@h_tejas @prasoon The ban is a good thing precisely for the reason you give: private companies should not control who gets to interact with a public servant. Twitter *should* be out of the loop. https://social.privacytools.io/@resist1984/105526982055281931
@resist1984 @h_tejas
1. Any and all social media, even federated, community owned ones are at best recommendation engines and often just propaganda machine.
2. The Internet is a pubic utility, not social media.
3. The State should use open protocols to communicate with the citizens (even state owned products would easily fail to address diverse accessibility issues and they often do)...
@resist1984 @h_tejas
4. Twitter didn't ban hate from their platform, just a person who has now lost power to another person.
5. The ban is not good or bad, it should be irrelevant. It's a private entity that's been awarded the privilege to exist and profit its shareholders and a few employees.
@prasoon @h_tejas 6. Having politicians on #Twitter acting in the capacity of their public office is inherently an offense on free speech, as the government is then the agent of censorship. They outsource to twtr who then blocks speech from the public. So of course getting a politician off twtr is cause for celebration
@resist1984 @h_tejas
Yes. Sadly, we are celebrating Twitter action not an instance of an elected official adopting a more democratic means of engagement. A private company banned a lying politician about to be impeached, I'm failing to see joy there.

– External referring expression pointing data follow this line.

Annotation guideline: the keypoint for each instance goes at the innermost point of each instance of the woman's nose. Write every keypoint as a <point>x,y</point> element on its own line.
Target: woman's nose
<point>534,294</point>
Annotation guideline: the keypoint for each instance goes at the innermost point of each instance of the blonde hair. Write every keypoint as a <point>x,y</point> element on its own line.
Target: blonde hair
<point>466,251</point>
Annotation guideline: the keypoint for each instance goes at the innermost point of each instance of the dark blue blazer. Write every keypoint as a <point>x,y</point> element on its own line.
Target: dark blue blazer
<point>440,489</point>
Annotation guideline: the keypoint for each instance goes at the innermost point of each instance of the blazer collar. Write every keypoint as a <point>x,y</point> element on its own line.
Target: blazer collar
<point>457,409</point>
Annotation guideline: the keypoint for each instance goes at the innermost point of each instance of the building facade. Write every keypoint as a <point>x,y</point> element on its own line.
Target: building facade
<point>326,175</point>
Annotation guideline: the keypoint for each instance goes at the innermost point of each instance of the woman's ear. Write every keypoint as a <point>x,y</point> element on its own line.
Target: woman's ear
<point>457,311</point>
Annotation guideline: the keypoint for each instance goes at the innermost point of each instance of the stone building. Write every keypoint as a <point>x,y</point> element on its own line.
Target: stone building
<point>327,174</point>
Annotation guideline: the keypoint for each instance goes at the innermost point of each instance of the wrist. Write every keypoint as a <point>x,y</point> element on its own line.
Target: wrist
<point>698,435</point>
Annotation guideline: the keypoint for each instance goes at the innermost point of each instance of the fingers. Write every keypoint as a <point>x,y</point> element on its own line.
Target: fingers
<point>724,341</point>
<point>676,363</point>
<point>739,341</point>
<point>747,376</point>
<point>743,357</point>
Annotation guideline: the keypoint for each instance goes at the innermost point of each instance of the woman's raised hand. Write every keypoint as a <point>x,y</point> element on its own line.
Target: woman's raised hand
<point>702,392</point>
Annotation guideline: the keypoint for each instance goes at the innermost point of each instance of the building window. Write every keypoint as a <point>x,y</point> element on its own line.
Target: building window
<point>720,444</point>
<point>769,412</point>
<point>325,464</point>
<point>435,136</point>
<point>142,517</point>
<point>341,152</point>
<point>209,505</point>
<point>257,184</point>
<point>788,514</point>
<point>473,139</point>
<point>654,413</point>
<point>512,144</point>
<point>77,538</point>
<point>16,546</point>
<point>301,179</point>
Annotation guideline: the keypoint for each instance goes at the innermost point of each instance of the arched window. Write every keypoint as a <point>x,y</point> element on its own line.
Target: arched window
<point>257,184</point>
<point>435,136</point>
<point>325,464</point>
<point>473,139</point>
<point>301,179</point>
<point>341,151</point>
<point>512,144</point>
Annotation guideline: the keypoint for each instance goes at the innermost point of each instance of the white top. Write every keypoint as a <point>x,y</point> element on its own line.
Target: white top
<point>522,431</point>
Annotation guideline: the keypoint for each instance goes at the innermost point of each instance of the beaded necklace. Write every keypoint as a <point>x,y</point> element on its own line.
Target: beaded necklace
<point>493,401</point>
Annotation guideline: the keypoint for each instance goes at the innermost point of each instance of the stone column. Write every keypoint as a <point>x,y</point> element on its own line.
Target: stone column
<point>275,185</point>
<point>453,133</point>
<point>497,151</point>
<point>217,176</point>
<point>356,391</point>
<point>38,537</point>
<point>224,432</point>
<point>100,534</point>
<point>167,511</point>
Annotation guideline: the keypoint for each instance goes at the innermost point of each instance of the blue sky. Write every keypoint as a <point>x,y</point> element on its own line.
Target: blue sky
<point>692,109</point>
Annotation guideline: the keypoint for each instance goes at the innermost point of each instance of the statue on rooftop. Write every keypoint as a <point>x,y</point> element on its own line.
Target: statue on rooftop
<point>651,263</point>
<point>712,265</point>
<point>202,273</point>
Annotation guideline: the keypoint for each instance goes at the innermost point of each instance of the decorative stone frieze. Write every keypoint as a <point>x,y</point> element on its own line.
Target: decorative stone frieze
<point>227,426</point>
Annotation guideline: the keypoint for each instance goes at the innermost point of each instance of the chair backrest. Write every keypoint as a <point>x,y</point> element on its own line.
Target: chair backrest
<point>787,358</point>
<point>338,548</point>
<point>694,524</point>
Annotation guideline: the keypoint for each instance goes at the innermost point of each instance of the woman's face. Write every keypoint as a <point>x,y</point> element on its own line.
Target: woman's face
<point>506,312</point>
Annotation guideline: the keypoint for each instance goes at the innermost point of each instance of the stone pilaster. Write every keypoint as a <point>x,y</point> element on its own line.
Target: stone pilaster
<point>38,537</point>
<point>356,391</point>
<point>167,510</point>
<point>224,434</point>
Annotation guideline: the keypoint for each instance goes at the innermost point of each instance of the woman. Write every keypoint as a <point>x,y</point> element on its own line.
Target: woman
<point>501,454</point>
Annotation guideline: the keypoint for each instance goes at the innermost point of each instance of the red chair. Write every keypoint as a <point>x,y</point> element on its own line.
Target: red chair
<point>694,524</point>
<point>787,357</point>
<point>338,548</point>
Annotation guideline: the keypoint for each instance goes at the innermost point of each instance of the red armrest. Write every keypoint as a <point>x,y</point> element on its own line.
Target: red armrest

I would celebrate if say Biden quit Twitter and created a profile on a Masto instance hosted by the government.
@h_tejas @prasoon point 7 contradicts 6, and point 7 is the sensible one. The state should not be using a private walled garden that it does not control. When twtr banned me, I could theoretically sue the /gov/ (not twtr) for violating 1st amend. b/c the politicians us it for public business. My case would be as weak as the extent of control the gov has over twtr.